What Laruelle is putting forward in his redefinition of science is the potential for understanding through relationship that is not mediated, or broadcasted, it is immediate. This immediacy has a reality that we tend to occlude through a layering onto the world an anthropocentrism that is perhaps ill-equipped to provide solutions to real problems facing us.
If there is a photographic realism, it is a realism 'in-the-last-instance'; which
explains why to take a photograph is not, at least as far as science is concerned, to
convert one's gaze, to alter one's consciousness, to pragmatically orientate
perception or to deconstruct painting, but to produce a new presentation, emergent
and novel in relation to the imagination, and in principle more universal than the latter.
Now, this might seem like a bunch of hullabaloo but let me put forward what I believe to be a real-world, practical application of where Laruelle's position can lead us.

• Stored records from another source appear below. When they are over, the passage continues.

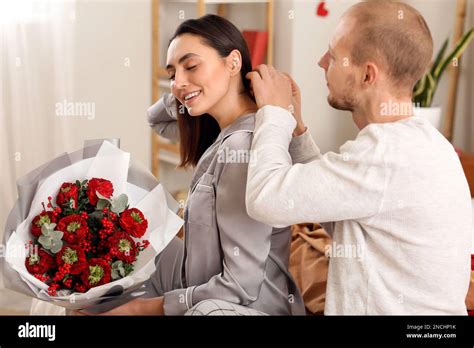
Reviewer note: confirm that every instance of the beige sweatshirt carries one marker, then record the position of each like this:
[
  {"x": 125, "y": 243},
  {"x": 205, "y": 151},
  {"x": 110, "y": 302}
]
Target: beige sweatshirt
[{"x": 395, "y": 201}]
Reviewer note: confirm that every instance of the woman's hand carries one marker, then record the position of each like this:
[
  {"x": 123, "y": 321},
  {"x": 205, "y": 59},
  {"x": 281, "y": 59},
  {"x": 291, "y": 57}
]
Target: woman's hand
[
  {"x": 270, "y": 87},
  {"x": 138, "y": 306},
  {"x": 296, "y": 102}
]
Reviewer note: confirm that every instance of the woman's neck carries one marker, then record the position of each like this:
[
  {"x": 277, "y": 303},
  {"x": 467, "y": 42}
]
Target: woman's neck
[{"x": 227, "y": 112}]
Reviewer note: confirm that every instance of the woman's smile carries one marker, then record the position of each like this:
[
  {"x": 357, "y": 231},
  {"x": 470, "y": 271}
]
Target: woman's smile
[{"x": 190, "y": 98}]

Currently we have technologies at work that have amplified and made possible a vast universe of scientific production. Neuroscience, for example, has developed in a manner that presents stunning, Science-fiction sounding headlines, suggesting that soon we will be able to use technologies to read individuals' minds, or record dreams. But this is a claim to realism, that the technologies are presenting images of the universe that are more real than the universes we interact with already. As Laruelle states “If resemblance is a resemblance to the absent but supposed perceptible (or indeed on the contrary, opposed to perception) object, this distinction still inscribes itself within the horizon of transcendence or of the World.” (62) The images that an fMRI scanner present are not how your mind works. We're barely able to understand how the brain works. Nonetheless these images are regularly being called upon to act as empirical proof of criminality and of a curious legal conceit we call intent. Laruelle's critiques of the wholesale subsuming of photography into philosophy isn't unique to only photography, but our worldview itself is in need of a reconsideration.